In the emotional processing session after we returned to Jerusalem, one person after another (including those, like me, who had taken many such trips to the West Bank) wrestled with how utterly different the reality is on the other side of the Green Line. Life circumstances are radically different, as are perspectives on the conflict, its history, and its possible resolution. My friend Susan Cobin astutely remarked that the experience highlighted for her the necessity of knowing and attending to two very different realities, two different narratives, and two radically different analyses of the conflict, and holding them in mind at one time. She said it was like watching two different movies on "split screens," simultaneously. This is extremely difficult to do, and it is absolutely essential if peace is to come.
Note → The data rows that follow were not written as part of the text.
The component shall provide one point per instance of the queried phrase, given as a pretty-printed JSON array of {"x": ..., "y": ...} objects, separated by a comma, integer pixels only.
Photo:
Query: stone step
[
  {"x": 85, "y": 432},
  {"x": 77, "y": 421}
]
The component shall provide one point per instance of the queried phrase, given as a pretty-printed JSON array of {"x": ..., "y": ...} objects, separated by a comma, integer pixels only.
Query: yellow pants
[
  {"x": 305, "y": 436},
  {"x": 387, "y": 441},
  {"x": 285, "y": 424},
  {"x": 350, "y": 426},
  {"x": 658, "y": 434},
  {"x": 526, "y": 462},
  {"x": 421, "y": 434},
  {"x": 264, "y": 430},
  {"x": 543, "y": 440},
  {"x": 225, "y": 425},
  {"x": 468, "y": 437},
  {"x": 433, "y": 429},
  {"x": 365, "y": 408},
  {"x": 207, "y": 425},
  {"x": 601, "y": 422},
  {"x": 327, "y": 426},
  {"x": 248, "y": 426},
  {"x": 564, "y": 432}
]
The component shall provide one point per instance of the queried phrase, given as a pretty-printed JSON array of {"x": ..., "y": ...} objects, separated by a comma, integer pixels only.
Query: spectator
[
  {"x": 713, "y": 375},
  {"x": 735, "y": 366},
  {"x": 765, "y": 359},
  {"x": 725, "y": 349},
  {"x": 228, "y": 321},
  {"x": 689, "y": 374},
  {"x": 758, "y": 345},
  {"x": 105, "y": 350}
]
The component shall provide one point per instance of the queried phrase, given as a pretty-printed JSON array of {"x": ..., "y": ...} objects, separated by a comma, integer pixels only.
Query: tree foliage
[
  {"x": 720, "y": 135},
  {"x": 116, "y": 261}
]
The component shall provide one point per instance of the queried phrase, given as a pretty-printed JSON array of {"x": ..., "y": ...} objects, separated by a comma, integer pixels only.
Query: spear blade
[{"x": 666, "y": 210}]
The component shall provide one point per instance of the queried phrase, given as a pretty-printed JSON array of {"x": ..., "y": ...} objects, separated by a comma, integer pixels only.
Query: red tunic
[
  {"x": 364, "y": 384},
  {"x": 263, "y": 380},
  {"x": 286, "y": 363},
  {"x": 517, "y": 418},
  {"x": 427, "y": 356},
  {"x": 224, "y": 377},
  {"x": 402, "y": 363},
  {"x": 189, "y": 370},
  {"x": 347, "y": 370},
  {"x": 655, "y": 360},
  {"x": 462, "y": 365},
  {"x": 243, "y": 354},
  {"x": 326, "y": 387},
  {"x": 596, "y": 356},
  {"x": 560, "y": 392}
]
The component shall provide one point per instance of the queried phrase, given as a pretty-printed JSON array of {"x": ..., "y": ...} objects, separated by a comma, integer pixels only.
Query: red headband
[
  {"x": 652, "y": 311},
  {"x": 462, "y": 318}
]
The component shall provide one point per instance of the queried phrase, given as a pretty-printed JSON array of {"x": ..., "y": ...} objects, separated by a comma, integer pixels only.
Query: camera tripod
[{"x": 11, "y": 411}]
Today I experienced the failure of a renowned Palestinian diplomat to see both screens before her eyes. I had looked forward to hearing Dr. Hanan Ashrawi, a woman who has served as a Palestinian spokesperson, legislator, and negotiator, intimately involved in peace negotiations with Israelis for decades. I found her brilliant, eloquent, and erudite. But, at least in her talk today at the Westminster Town Hall Forum, she exhibited no ability whatever to see both "screens" in her mind. She spoke out of the Palestinian narrative, as well she should, but without even the slightest acknowledgement that Israelis see the matter differently.

Let me be clear. I find it deeply objectionable when anyone – Israeli or Palestinian, Jew, Christian or Muslim, speaks of the Israeli-Palestinian conflict without demonstrating at least a desire to comprehend that the two peoples have different realities, different stories, profoundly different ways of understanding the region in which they live. In my view, this failure of empathy, while understandable after decades of war, sorrow and hate, is the core obstacle to peace. I have become more and more convinced that every leader – and all responsible citizens - must cultivate this quality, and must never speak of one reality without at least attempting to acknowledge a different and legitimate truth on the "other side."

I am very sad to say that I found Dr. Ashrawi's presentation deeply disappointing in this sense. There is surely more work to do.